Conquistas obtidas e principais facilitadores da experiência: O fato de não haver desistência e sim uma assiduidade nos grupos (profissionais que estavam de folga vieram a UBS para participar do grupo) denota que fora criado um espaço de um vínculo satisfatório, de falas espontâneas e que cumpre seu objetivo inicial, de Cuidado em saúde mental.Ofertar um espaço de escuta para os profissionais da saúde já proporciona por si só um momento que poucos vivenciaram em sua trajetória de trabalho, no qual possa falar tranquilamente de seus medos, angústias, dificuldades e também conquistas, reconhecimento, etc. Tudo isso junto proporcionou, na fala dos próprios participantes, que esses pensamentos e sentimentos negativos foram sim atenuados. Falas sobre se aproximar mais dos colegas e perceber que estão vivenciando sentimentos parecidos foi confortante, uma troca que gerou uma experiência transformativa. Podemos citar como fatores facilitadores a disponibilidade dos profissionais em participar, entendendo o espaço como necessário para mitigar suas angústias, a baixa demanda de atendimentos que proporcionou o tempo necessário para a participação e também a compreensão por parte da gerente da UBS em validar, participar e incentivar a realização dos grupos.
Condições ou fatores que dificultam as atividades: Em alguns momentos, o surgimento de uma demanda espontânea de atendimento ou uma solicitação oriunda da gestão impediu a realização de alguns grupos de maneira pontual, ou a participação de algum profissional que foi demandado naquele momento e se ausentou da atividade.

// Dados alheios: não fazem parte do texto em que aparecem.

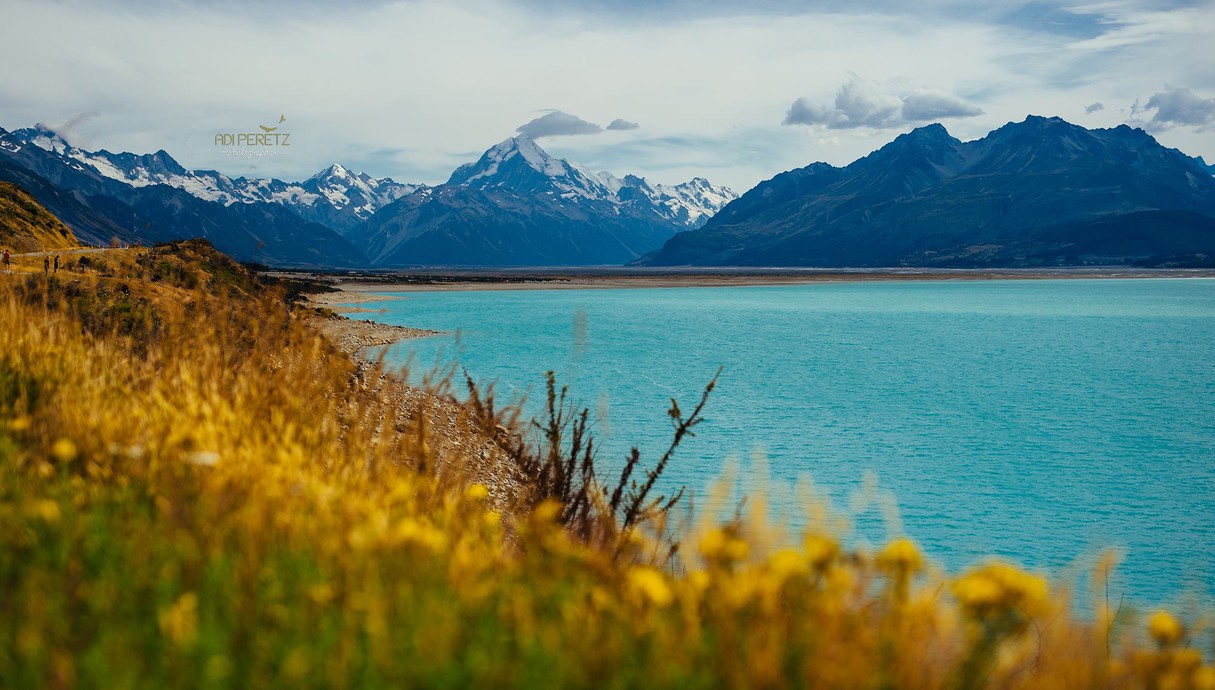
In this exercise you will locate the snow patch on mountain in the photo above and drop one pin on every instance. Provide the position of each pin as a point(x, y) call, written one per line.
point(340, 188)
point(521, 165)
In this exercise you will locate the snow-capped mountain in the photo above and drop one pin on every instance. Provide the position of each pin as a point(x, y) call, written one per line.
point(128, 198)
point(519, 205)
point(335, 197)
point(514, 205)
point(519, 164)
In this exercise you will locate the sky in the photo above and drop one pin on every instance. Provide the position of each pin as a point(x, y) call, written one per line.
point(734, 91)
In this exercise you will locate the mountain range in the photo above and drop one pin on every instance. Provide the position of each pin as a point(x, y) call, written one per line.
point(515, 205)
point(1041, 192)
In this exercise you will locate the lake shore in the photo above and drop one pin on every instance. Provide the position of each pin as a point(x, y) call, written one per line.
point(352, 289)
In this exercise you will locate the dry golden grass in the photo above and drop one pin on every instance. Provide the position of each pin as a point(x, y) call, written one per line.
point(198, 491)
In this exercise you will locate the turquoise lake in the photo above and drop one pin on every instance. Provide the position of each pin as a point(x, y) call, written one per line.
point(1034, 420)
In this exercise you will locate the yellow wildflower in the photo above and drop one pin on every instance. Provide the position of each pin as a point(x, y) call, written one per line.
point(179, 622)
point(63, 451)
point(47, 510)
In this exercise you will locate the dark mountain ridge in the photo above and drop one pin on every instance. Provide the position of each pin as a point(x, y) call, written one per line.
point(1041, 192)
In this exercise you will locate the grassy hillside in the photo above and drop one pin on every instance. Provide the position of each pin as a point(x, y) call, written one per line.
point(198, 491)
point(27, 226)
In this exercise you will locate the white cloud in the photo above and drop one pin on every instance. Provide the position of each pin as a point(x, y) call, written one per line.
point(558, 124)
point(1180, 107)
point(622, 125)
point(859, 103)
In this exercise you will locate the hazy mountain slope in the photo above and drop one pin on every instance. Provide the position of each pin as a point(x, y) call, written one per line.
point(27, 226)
point(1039, 192)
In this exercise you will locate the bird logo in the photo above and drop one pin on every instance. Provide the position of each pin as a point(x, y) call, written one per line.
point(281, 120)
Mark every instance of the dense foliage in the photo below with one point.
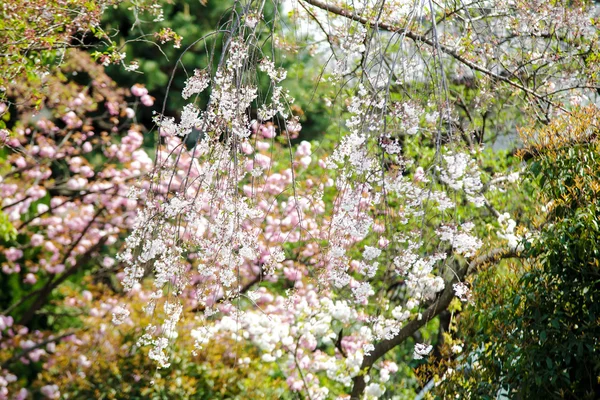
(308, 199)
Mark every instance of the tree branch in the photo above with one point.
(440, 305)
(423, 39)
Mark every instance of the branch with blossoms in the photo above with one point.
(439, 305)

Análise da experiência – Principais aspectos a destacar: Estamos tratando de uma experiência singular por conta da vivência de uma pandemia e, neste sentido o grupo tornou-se uma oferta de um espaço no qual o profissional da UBS pode compartilhar seus sentimentos, ideias e também conhecer melhor seu colega de trabalho, situação que enquanto o trabalho se desenvolvia anteriormente não havia esse momento de aproximação e troca.Ressalto aqui que situações mais complexas surgiram nos grupos, acredito que através do vínculo e confiança no espaço, questões como violência doméstica e ideação suicida apareceram e foram cuidadas, talvez no dia-a-dia do trabalho isso não seria possível.Trata-se de uma ação na qual os executores e participantes estão no mesmo local de trabalho, onde existe um vínculo anterior assim como respeito profissional, se se soma a uma necessidade que surge no contexto da pandemia e também o incentivo da gerência da UBS Conforme a intervenção foi se desenvolvendo, a adesão e a maneira como os participantes se apropriaram do espaço, pedidos e reflexões a respeito da continuidade dos grupos com arranjos que contemplem novas adequações por conta das atividades da UBS já se faz presente, o que demonstra um caminho de um espaço permanente. Ressalto aqui que através de um acordo entre profissionais e gerente da UBS, os encontros acontecerão com frequência mensal.Uma vez que os participantes relatam que a participação os fez repensar a maneira como estão lidando com o contexto da pandemia trazendo uma mitigação dos sentimentos negativos, isso reverbera em suas ações, seja no contexto do trabalho, seja em suas vidas particulares. Outra questão é poder compartilhar com outros colegas uma experiência valiosa e esta ser multiplicada outros equipamentos de saúde a aumentar a abrangência desse cuidado. A partir do momento que muitas fantasias a respeito do que é desconhecido em relação ao vírus em seus diversos impactos, seja na saúde física, na saúde mental, na economia, são abordados nestes grupos e poder desconstruir essas fantasias negativas e perceber que o sentimento compartilhado é comum e esperado, o impacto positivo é o que permite aliviar angústias, diminuir a ansiedade e se colocar em um espaço no qual possa viver uma experiência na qual o compartilhar é transformador.
Autoria:
- Daniel Scurato – Psicólogo – NASF-AB, UBS Jardim Planalto – [email protected]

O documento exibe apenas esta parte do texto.